Question
You have been asked to value Delta Corp and have come up with the following inputs: Delta 2019 Revenues $1,500 COGS (w/o Depreciation) as %
You have been asked to value Delta Corp and have come up with the following inputs:
| Delta 2019 |
Revenues | $1,500 |
COGS (w/o Depreciation) as % of Revenue | 50% |
Depreciation | $40.00 |
Tax Rate | 35.00% |
Capital Expenditure | $60.00 |
Working Capital (as % of Revenue) | 30.00% |
Beta during the high growth period | 1.50 |
Expected Growth Rate in Revenues &EBIT during the high growth period | 30.00% |
Expected Period of High Growth | 3 years |
Growth rate After High-Growth Period | 5.00% |
Beta After High-Growth Period | 1.20 |
Capital expenditure will be offset by depreciation after the high-growth period. No debt outstanding.

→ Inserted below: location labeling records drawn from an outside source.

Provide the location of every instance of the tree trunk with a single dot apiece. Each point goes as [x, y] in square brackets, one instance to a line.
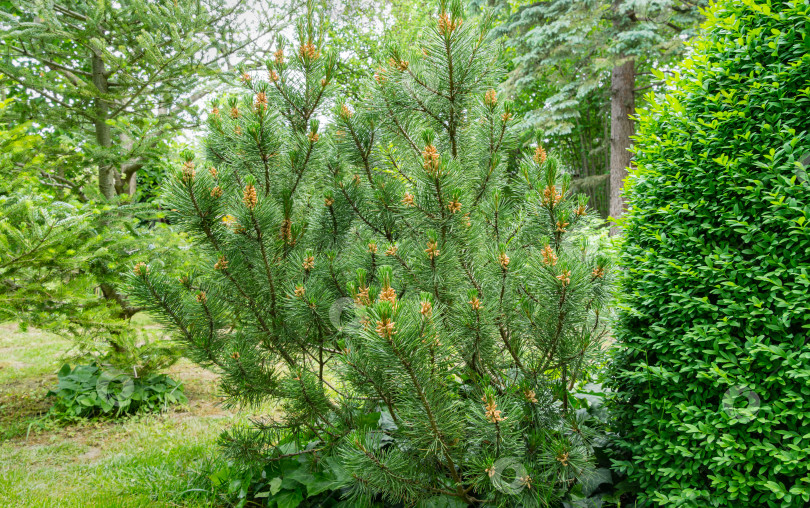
[106, 171]
[622, 105]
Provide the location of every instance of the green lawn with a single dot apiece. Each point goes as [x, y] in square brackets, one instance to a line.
[139, 461]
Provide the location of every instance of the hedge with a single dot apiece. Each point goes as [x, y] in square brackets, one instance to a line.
[712, 378]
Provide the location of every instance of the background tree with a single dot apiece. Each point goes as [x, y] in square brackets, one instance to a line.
[478, 307]
[710, 376]
[593, 57]
[60, 252]
[120, 78]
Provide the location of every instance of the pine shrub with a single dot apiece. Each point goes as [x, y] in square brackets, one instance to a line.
[420, 315]
[712, 392]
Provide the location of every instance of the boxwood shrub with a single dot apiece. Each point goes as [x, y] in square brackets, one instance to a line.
[712, 379]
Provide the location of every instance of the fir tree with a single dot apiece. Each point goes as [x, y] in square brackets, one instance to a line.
[477, 309]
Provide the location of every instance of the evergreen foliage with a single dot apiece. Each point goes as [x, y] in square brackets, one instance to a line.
[474, 308]
[711, 378]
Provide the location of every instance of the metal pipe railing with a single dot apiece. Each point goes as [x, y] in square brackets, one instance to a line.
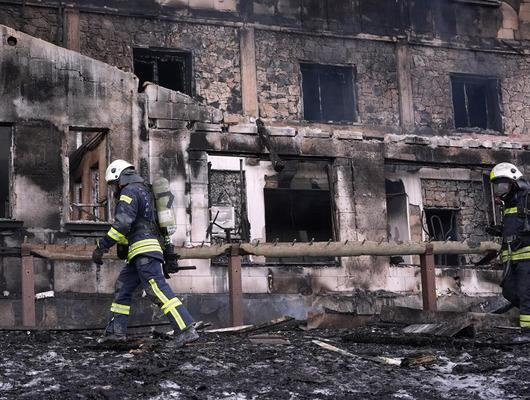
[426, 251]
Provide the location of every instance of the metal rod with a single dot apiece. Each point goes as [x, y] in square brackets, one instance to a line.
[28, 287]
[235, 286]
[428, 279]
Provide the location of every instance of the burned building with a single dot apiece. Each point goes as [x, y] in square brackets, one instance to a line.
[385, 116]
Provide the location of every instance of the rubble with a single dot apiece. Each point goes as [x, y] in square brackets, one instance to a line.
[52, 365]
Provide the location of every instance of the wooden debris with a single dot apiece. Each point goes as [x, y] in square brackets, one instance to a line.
[419, 359]
[409, 316]
[252, 328]
[269, 339]
[441, 329]
[379, 359]
[231, 329]
[336, 320]
[200, 325]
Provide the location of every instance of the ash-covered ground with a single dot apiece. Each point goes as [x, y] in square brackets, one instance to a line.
[51, 365]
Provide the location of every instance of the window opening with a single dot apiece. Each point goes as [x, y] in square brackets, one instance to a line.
[5, 171]
[88, 191]
[476, 102]
[168, 68]
[397, 216]
[328, 93]
[442, 226]
[298, 207]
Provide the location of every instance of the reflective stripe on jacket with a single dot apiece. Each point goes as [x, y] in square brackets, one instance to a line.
[135, 223]
[512, 228]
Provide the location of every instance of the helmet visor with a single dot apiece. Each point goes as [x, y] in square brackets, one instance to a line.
[502, 188]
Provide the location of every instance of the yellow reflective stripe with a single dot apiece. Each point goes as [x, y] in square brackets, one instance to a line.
[126, 199]
[519, 254]
[147, 249]
[120, 308]
[145, 242]
[165, 301]
[144, 246]
[174, 302]
[114, 234]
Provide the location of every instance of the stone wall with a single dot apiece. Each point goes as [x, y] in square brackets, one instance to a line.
[278, 57]
[215, 51]
[431, 84]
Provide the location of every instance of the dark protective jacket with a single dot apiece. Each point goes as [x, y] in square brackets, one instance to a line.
[135, 222]
[516, 226]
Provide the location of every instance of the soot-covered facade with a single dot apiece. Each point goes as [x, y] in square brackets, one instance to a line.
[386, 115]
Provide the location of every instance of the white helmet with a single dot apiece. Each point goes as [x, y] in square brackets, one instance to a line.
[505, 170]
[115, 169]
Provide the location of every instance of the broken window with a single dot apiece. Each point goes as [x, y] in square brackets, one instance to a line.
[5, 171]
[328, 93]
[442, 226]
[476, 102]
[87, 161]
[227, 197]
[298, 206]
[168, 68]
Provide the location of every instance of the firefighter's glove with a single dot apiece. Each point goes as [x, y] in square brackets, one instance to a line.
[97, 255]
[494, 230]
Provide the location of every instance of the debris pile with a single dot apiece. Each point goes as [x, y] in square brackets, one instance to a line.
[277, 360]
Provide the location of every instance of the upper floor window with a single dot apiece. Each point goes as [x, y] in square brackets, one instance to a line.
[168, 68]
[476, 102]
[87, 161]
[328, 93]
[6, 147]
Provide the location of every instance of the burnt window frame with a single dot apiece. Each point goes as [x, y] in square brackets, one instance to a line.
[351, 91]
[152, 54]
[77, 224]
[493, 97]
[10, 191]
[334, 234]
[455, 259]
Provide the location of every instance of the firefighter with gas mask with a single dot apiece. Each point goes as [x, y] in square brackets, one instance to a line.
[512, 192]
[136, 230]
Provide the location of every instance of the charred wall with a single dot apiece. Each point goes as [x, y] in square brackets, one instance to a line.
[431, 71]
[278, 60]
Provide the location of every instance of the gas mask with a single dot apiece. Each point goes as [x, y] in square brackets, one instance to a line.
[502, 188]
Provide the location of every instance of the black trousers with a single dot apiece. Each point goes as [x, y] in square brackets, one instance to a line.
[516, 290]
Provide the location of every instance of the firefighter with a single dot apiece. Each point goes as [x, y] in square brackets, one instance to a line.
[136, 229]
[511, 190]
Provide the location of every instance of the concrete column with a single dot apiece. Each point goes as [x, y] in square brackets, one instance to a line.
[249, 91]
[406, 103]
[71, 35]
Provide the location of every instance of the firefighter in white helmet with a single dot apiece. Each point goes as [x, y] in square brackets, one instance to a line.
[511, 190]
[136, 226]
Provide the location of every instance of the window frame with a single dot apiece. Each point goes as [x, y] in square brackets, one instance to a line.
[10, 171]
[185, 54]
[463, 78]
[67, 200]
[320, 68]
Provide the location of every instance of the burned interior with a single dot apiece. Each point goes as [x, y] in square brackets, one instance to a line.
[328, 166]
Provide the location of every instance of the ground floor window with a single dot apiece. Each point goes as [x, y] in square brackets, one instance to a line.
[442, 225]
[87, 161]
[5, 171]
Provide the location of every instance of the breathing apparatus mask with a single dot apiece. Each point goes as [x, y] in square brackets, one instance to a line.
[503, 187]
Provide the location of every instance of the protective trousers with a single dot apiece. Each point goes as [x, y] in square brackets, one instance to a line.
[516, 290]
[147, 272]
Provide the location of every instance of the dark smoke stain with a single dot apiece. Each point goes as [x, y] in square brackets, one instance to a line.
[199, 141]
[10, 78]
[38, 156]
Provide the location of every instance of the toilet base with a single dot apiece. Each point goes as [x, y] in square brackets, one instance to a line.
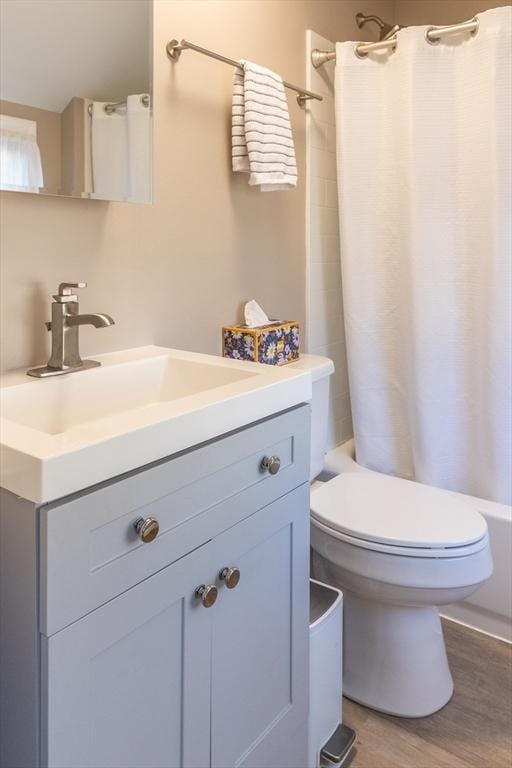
[394, 657]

The Treasury bond rate is 8% and the market risk premium (MRP) is 5.5%.
Required:
1) What is your estimate to the appropriate discount rates during the high-growth period and stable growth period?
2) What is your estimate to the terminal value (TV) for the firm (at the end of the third year)?
3) What is your estimate to the value of the firm, using the FCFF model?